Not what the original question was asking for but part of the below answer in the now most optimal form, as of course the result of $lookup is reduced to the "matched count" only instead of "all matched documents".


Original

The correct way to do this would be to add the "linkCount" to the $group stage as well as a $first on any additional fields of the parent document in order to get the "singular" form as was the state "before" the $unwind was processed on the array that was the result of $lookup:

All Detail

db.emailGroup.aggregate([
  { "$lookup": {
    "from": "link",
    "localField": "_id",
    "foreignField": "emailGroupId",
    "as": "link"    
  }},
  { "$unwind": "$link" },
  { "$match": { "link.originalLink": "" } },
  { "$group": {
    "_id": "$_id",
    "partId": { "$first": "$partId" },
    "link": { "$push": "$link" },
    "linkCount": {
      "$sum": {
        "$size": {
          "$ifNull": [ "$link.linkHistory", [] ]
        } 
      }   
    }
  }}
])

Produces:

{
    "_id" : ObjectId("594a6c47f51e075db713ccb6"),
    "partId" : "f56c7c71eb14a20e6129a667872f9c4f",
    "link" : [ 
        {
            "_id" : ObjectId("594b96d6f51e075db67c44c9"),
            "originalLink" : "",
            "emailGroupId" : ObjectId("594a6c47f51e075db713ccb6"),
            "linkHistory" : [ 
                {
                    "_id" : ObjectId("594b96f5f51e075db713ccdf")
                }, 
                {
                    "_id" : ObjectId("594b971bf51e075db67c44ca")
                }
            ]
        }
    ],
    "linkCount" : 2
}

Group By partId

db.emailGroup.aggregate([
  { "$lookup": {
    "from": "link",
    "localField": "_id",
    "foreignField": "emailGroupId",
    "as": "link"    
  }},
  { "$unwind": "$link" },
  { "$match": { "link.originalLink": "" } },
  { "$group": {
    "_id": "$partId",
    "linkCount": {
      "$sum": {
        "$size": {
          "$ifNull": [ "$link.linkHistory", [] ]
        } 
      }   
    }
  }}
])

Produces

{
    "_id" : "f56c7c71eb14a20e6129a667872f9c4f",
    "linkCount" : 2
}

The reason you do it this way with a $unwind and then a $match is because of how MongoDB actually handles the pipeline when issued in that order. This is what happens to the $lookup as is demonstrated the the "explain" output from the operation:

    {
        "$lookup" : {
            "from" : "link",
            "as" : "link",
            "localField" : "_id",
            "foreignField" : "emailGroupId",
            "unwinding" : {
                "preserveNullAndEmptyArrays" : false
            },
            "matching" : {
                "originalLink" : {
                    "$eq" : ""
                }
            }
        }
    }, 
    {
        "$group" : {

I'm leaving the part with $group in that output to demonstrate that the other two pipeline stages "disappear". This is because they have been "rolled-up" into the $lookup pipeline stage as shown. This is in fact how MongoDB deals with the possibility that the BSON Limit can be exceeded by the result of "joining" results of $lookup into an array of the parent document.

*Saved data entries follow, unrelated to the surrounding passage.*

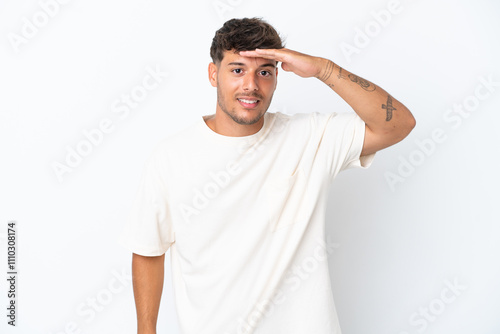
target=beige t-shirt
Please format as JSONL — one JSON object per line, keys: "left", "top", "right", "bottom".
{"left": 118, "top": 111, "right": 375, "bottom": 334}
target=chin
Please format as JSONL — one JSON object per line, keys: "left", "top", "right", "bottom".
{"left": 233, "top": 110, "right": 263, "bottom": 125}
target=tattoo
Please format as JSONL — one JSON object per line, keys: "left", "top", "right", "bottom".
{"left": 327, "top": 83, "right": 335, "bottom": 89}
{"left": 337, "top": 67, "right": 347, "bottom": 80}
{"left": 317, "top": 60, "right": 334, "bottom": 82}
{"left": 348, "top": 74, "right": 376, "bottom": 91}
{"left": 382, "top": 95, "right": 396, "bottom": 121}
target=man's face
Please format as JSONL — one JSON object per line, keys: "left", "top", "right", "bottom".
{"left": 209, "top": 50, "right": 278, "bottom": 126}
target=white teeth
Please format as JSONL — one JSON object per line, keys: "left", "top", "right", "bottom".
{"left": 238, "top": 98, "right": 258, "bottom": 104}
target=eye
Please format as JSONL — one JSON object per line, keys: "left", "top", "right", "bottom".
{"left": 260, "top": 70, "right": 271, "bottom": 77}
{"left": 232, "top": 68, "right": 243, "bottom": 74}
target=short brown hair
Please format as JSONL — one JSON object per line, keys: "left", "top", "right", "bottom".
{"left": 210, "top": 17, "right": 284, "bottom": 64}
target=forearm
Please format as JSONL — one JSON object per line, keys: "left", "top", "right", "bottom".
{"left": 132, "top": 253, "right": 165, "bottom": 334}
{"left": 315, "top": 58, "right": 415, "bottom": 136}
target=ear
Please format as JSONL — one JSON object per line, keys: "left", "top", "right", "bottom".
{"left": 208, "top": 62, "right": 218, "bottom": 87}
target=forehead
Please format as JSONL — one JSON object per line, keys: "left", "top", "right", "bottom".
{"left": 220, "top": 50, "right": 277, "bottom": 67}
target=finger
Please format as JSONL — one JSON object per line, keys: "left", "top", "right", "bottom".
{"left": 254, "top": 48, "right": 286, "bottom": 61}
{"left": 239, "top": 49, "right": 284, "bottom": 61}
{"left": 238, "top": 50, "right": 263, "bottom": 57}
{"left": 239, "top": 52, "right": 279, "bottom": 61}
{"left": 238, "top": 50, "right": 277, "bottom": 60}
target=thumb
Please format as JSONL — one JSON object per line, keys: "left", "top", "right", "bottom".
{"left": 281, "top": 62, "right": 291, "bottom": 72}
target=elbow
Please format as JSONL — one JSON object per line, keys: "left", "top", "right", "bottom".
{"left": 392, "top": 111, "right": 416, "bottom": 143}
{"left": 407, "top": 111, "right": 417, "bottom": 133}
{"left": 405, "top": 113, "right": 416, "bottom": 135}
{"left": 398, "top": 111, "right": 416, "bottom": 141}
{"left": 408, "top": 110, "right": 417, "bottom": 129}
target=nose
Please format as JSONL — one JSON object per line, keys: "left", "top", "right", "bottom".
{"left": 242, "top": 73, "right": 259, "bottom": 92}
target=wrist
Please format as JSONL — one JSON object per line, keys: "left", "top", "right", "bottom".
{"left": 315, "top": 58, "right": 335, "bottom": 82}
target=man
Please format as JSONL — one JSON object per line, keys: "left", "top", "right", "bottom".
{"left": 118, "top": 17, "right": 415, "bottom": 334}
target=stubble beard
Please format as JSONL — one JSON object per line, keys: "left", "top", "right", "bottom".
{"left": 216, "top": 86, "right": 271, "bottom": 126}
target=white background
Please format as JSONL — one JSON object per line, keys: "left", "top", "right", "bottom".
{"left": 1, "top": 0, "right": 499, "bottom": 333}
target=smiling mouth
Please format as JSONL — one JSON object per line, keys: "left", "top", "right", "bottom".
{"left": 237, "top": 98, "right": 260, "bottom": 109}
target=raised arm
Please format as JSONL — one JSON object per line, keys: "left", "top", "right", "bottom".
{"left": 132, "top": 253, "right": 165, "bottom": 334}
{"left": 239, "top": 48, "right": 416, "bottom": 156}
{"left": 314, "top": 58, "right": 416, "bottom": 156}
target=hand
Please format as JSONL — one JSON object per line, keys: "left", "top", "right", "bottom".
{"left": 239, "top": 48, "right": 327, "bottom": 79}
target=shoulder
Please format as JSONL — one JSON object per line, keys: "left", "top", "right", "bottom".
{"left": 270, "top": 110, "right": 320, "bottom": 128}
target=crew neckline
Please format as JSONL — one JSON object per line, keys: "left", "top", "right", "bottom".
{"left": 199, "top": 112, "right": 273, "bottom": 148}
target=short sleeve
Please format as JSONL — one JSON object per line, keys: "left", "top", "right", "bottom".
{"left": 313, "top": 111, "right": 376, "bottom": 182}
{"left": 117, "top": 147, "right": 175, "bottom": 256}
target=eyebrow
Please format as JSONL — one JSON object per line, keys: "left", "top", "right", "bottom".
{"left": 227, "top": 62, "right": 276, "bottom": 68}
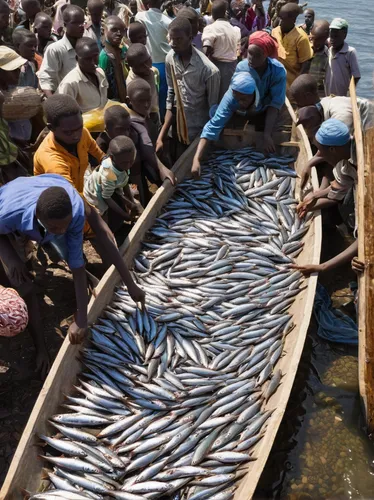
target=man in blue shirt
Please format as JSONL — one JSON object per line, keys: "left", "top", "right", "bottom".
{"left": 0, "top": 174, "right": 145, "bottom": 377}
{"left": 191, "top": 31, "right": 286, "bottom": 177}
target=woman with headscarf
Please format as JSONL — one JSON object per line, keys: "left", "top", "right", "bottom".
{"left": 191, "top": 72, "right": 259, "bottom": 178}
{"left": 234, "top": 30, "right": 286, "bottom": 154}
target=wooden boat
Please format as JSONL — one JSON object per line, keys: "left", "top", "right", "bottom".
{"left": 0, "top": 101, "right": 321, "bottom": 500}
{"left": 353, "top": 79, "right": 374, "bottom": 433}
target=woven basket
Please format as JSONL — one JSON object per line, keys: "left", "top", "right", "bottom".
{"left": 2, "top": 86, "right": 43, "bottom": 121}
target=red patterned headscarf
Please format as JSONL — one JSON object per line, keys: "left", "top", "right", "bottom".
{"left": 249, "top": 31, "right": 279, "bottom": 59}
{"left": 0, "top": 286, "right": 28, "bottom": 337}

You can alternately write the operation like this:

All Detail

db.emailGroup.aggregate([
  { "$lookup": {
    "from": "link",
    "localField": "_id",
    "foreignField": "emailGroupId",
    "as": "link"    
  }},
  { "$addFields": {
    "link": {
      "$filter": {
        "input": "$link",
        "as": "l",
        "cond": { "$eq": [ "$$l.originalLink", "" ] }    
      }
    },
    "linkCount": {
      "$sum": {
        "$map": {
          "input": {
            "$filter": {
              "input": "$link",
              "as": "l",
              "cond": { "$eq": [ "$$l.originalLink", "" ] }
            }
          },
          "as": "l",
          "in": { "$size": { "$ifNull": [ "$$l.linkHistory", [] ] } }
        }     
      }
    }    
  }}
])

Group by partId

db.emailGroup.aggregate([
  { "$lookup": {
    "from": "link",
    "localField": "_id",
    "foreignField": "emailGroupId",
    "as": "link"    
  }},
  { "$addFields": {
    "link": {
      "$filter": {
        "input": "$link",
        "as": "l",
        "cond": { "$eq": [ "$$l.originalLink", "" ] }    
      }
    },
    "linkCount": {
      "$sum": {
        "$map": {
          "input": {
            "$filter": {
              "input": "$link",
              "as": "l",
              "cond": { "$eq": [ "$$l.originalLink", "" ] }
            }
          },
          "as": "l",
          "in": { "$size": { "$ifNull": [ "$$l.linkHistory", [] ] } }
        }     
      }
    }    
  }},
  { "$unwind": "$link" },
  { "$group": {
    "_id": "$partId",
    "linkCount": { "$sum": "$linkCount" } 
  }}
])

Which has the same output but "differs" from the first query in that the $filter here is applied "after" ALL results of the $lookup are returned into the new array of the parent document.

So in performance terms, it is actually more effective to do it the first way as well as being portable to possible large result sets "before filtering" which would otherwise break the 16MB BSON Limit.

Note: If you do not have $addFields available (added with MongoDB 3.4) then use $project and specify "ALL" of the fields you wish to return.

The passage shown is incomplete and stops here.